Sim, Jesus é Rei: “Eu sou Rei!
Para isto nasci, para isto vim ao mundo!” Mas seu Reino nada tem a ver com o
triunfalismo dos reinos humanos – de direita ou de esquerda! Nunca nos
esqueçamos que aquele que entrou em Jerusalém como Rei, veio num burrico,
símbolo de mansidão e serviço. Como coroa teve os espinhos; como cetro, uma
cana; como manto, um farrapo escarlate; como trono, a Cruz. Se quisermos compreender
a realeza de Cristo, é necessário não esquecer isso! A marca e o critério da
realeza de Cristo é e será sempre, a Cruz!
Hoje, assistimos, impressionados,
a paganização do mundo, e perguntamos: onde está a realeza do Cristo? – Onde
sempre esteve: na Cruz: “O meu reino não é deste mundo. Se o meu reino fosse
deste mundo, os meus guardas lutariam para que eu não fosse entregue aos
judeus. Mas o meu reino não é daqui”. O Reino de Jesus não é segundo o modelo
deste mundo, não se impõe por guardas, pela força, pelas armas: meu Reino não é
daqui! É um Reino que vem do mundo do amor e da misericórdia de Deus, não das
loucuras megalomaníacas dos seres humanos. E, no entanto, o Reino está no
mundo: “Cumpriu-se o tempo; o Reino de Deus está próximo” (Mc 1,15); “Se é pelo
dedo de Deus que eu expulso os demônios, então o Reino de Deus já chegou para
vós” (Lc 11,20). O Reino que Jesus trouxe deve expandir-se no mundo! Onde ele
está? Onde estiverem o amor, a verdade, a piedade, a justiça, a solidariedade,
a paz. O Reino do Cristo deve penetrar todos os âmbitos de nossa existência: a
economia, as relações comerciais, os mercados financeiros, as relações entre
pessoas e povos, nossa vida afetiva, nossa moral pessoal e comunitária.

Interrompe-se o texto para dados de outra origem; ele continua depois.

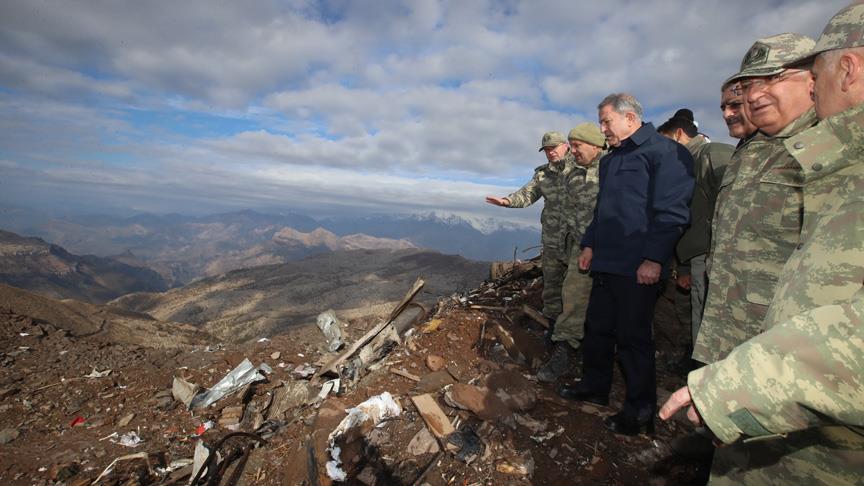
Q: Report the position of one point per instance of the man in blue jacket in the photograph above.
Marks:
(646, 182)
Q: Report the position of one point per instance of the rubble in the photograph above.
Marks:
(474, 417)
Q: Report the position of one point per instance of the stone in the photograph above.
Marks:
(124, 421)
(434, 381)
(8, 435)
(423, 442)
(435, 363)
(513, 389)
(476, 399)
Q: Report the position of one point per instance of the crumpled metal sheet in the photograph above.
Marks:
(239, 377)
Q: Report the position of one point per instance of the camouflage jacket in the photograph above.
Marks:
(804, 376)
(709, 164)
(569, 191)
(757, 224)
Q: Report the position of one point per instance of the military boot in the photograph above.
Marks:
(557, 365)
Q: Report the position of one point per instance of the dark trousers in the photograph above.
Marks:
(620, 314)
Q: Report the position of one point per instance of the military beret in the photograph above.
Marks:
(771, 55)
(551, 139)
(587, 132)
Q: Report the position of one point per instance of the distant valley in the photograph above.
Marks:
(183, 248)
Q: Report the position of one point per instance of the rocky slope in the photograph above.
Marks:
(60, 423)
(33, 264)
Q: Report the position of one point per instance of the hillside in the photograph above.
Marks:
(33, 264)
(265, 300)
(99, 322)
(182, 248)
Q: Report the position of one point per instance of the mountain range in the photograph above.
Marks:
(182, 248)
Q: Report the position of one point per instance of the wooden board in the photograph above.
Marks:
(432, 414)
(331, 366)
(536, 316)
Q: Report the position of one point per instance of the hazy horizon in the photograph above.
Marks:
(336, 107)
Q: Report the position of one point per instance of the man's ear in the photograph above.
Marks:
(850, 67)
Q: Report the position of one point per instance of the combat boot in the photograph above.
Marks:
(557, 365)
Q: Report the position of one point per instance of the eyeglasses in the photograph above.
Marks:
(767, 81)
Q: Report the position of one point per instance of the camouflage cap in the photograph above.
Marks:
(845, 29)
(770, 56)
(551, 139)
(587, 132)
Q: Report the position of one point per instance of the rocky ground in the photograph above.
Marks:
(71, 406)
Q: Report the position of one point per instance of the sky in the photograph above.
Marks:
(341, 107)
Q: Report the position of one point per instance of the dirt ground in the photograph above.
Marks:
(62, 416)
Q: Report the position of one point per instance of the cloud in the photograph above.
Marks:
(338, 104)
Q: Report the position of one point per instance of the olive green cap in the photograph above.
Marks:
(587, 132)
(551, 139)
(771, 55)
(844, 30)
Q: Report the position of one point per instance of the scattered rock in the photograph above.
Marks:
(63, 472)
(124, 421)
(423, 443)
(513, 389)
(475, 399)
(435, 381)
(435, 363)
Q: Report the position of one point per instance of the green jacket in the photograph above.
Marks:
(570, 193)
(709, 164)
(799, 386)
(756, 227)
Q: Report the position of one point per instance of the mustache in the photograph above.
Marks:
(734, 120)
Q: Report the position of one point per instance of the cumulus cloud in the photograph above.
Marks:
(337, 104)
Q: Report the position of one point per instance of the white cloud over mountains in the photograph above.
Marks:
(340, 105)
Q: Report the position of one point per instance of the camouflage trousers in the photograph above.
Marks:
(832, 455)
(565, 294)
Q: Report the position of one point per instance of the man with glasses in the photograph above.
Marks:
(732, 106)
(552, 181)
(758, 215)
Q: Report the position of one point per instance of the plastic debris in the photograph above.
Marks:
(239, 377)
(328, 387)
(184, 391)
(360, 420)
(204, 427)
(98, 374)
(107, 471)
(303, 371)
(332, 329)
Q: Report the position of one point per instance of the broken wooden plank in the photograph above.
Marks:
(432, 414)
(404, 374)
(489, 307)
(331, 366)
(536, 316)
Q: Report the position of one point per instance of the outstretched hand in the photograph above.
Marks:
(678, 400)
(498, 201)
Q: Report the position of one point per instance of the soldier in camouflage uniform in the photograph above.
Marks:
(758, 216)
(586, 144)
(709, 164)
(550, 181)
(791, 400)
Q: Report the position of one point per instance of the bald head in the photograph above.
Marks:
(839, 84)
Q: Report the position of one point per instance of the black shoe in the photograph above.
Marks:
(581, 393)
(557, 365)
(628, 424)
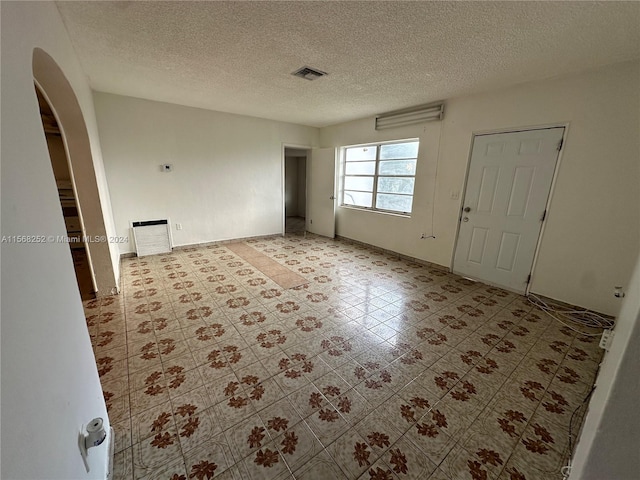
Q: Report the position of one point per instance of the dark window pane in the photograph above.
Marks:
(361, 153)
(396, 203)
(360, 168)
(358, 183)
(396, 185)
(359, 199)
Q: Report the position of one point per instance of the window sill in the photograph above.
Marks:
(371, 210)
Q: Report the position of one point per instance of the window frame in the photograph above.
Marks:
(376, 176)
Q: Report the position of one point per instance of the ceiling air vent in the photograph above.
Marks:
(308, 73)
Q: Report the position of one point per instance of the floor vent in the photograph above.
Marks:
(151, 237)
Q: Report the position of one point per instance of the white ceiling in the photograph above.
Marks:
(237, 56)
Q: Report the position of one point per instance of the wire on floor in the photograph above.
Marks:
(566, 470)
(571, 318)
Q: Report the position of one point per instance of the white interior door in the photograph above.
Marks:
(321, 173)
(507, 189)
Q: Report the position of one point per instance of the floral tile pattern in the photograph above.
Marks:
(309, 358)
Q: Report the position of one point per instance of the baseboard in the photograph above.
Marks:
(394, 254)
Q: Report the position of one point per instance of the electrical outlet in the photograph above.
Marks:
(607, 338)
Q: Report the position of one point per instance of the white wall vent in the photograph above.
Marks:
(309, 73)
(410, 116)
(151, 237)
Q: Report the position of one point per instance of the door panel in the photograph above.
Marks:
(507, 189)
(321, 173)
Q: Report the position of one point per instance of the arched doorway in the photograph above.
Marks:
(57, 92)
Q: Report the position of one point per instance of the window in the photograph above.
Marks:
(380, 176)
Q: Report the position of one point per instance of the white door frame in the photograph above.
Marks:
(474, 134)
(308, 148)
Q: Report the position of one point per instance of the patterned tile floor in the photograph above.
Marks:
(378, 368)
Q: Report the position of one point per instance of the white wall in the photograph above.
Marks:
(50, 384)
(302, 186)
(227, 169)
(609, 444)
(592, 233)
(393, 232)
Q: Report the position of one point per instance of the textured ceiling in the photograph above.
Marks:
(238, 56)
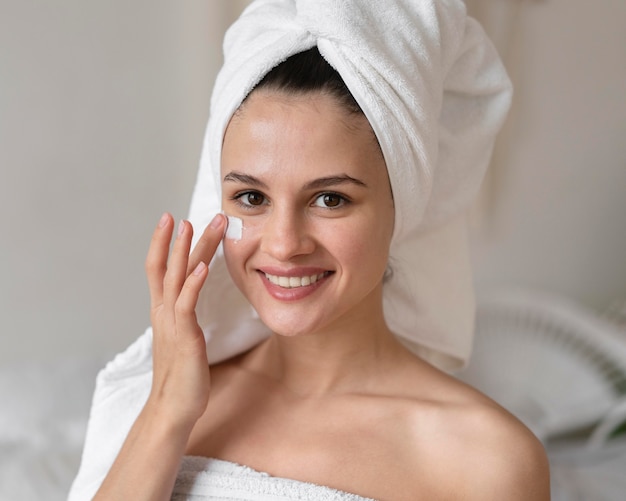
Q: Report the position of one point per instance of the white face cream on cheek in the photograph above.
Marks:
(235, 228)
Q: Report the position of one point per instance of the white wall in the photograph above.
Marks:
(102, 111)
(558, 206)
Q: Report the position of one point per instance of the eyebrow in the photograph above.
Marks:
(237, 177)
(316, 184)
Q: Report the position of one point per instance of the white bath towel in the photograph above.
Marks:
(435, 93)
(206, 479)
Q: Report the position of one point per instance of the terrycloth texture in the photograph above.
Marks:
(435, 92)
(204, 479)
(122, 389)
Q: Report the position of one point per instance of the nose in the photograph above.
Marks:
(286, 234)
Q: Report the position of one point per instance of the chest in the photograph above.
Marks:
(350, 444)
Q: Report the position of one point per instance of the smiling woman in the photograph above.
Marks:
(320, 372)
(316, 203)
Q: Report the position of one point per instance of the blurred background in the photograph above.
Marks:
(102, 112)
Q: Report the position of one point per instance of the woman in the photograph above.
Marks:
(325, 383)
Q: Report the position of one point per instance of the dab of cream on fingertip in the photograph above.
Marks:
(234, 231)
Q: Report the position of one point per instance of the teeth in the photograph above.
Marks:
(292, 282)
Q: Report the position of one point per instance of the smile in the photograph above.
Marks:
(293, 282)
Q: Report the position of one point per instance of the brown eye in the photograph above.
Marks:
(255, 198)
(329, 201)
(250, 199)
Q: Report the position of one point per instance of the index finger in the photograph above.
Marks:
(208, 242)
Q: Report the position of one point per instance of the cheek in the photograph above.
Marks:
(361, 245)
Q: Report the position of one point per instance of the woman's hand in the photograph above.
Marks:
(181, 381)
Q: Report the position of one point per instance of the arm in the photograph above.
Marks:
(146, 467)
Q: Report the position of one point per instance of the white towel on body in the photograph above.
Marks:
(206, 479)
(435, 93)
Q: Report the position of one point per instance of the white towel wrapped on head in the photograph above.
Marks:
(435, 92)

Celebrar Jesus Cristo Rei do
Universo é proclamar diante do mundo que somente Cristo é o sentido último de
tudo e de todos, que somente Cristo é definitivo e absoluto. Proclamá-lo Rei é
dizer que não nos submetemos a nada nem a ninguém, a não ser ao Cristo; é
afirmar que tudo o mais é relativo e menos importante quando confrontado com o
único necessário, que é o Reino que Jesus veio trazer. Num mundo que deseja
esvaziar o Evangelho, tornando Jesus alguém inofensivo e insípido, um deus de
barro, vazio e sem utilidade, proclamar Jesus como Rei é rejeitar o projeto
pagão do mundo atual e proclamar: “O Cordeiro que foi imolado é digno de
receber o poder, a divindade, a sabedoria, a força e a honra. A ele a glória e
poder através dos séculos”. Amém (Ap 5,12; 1,6).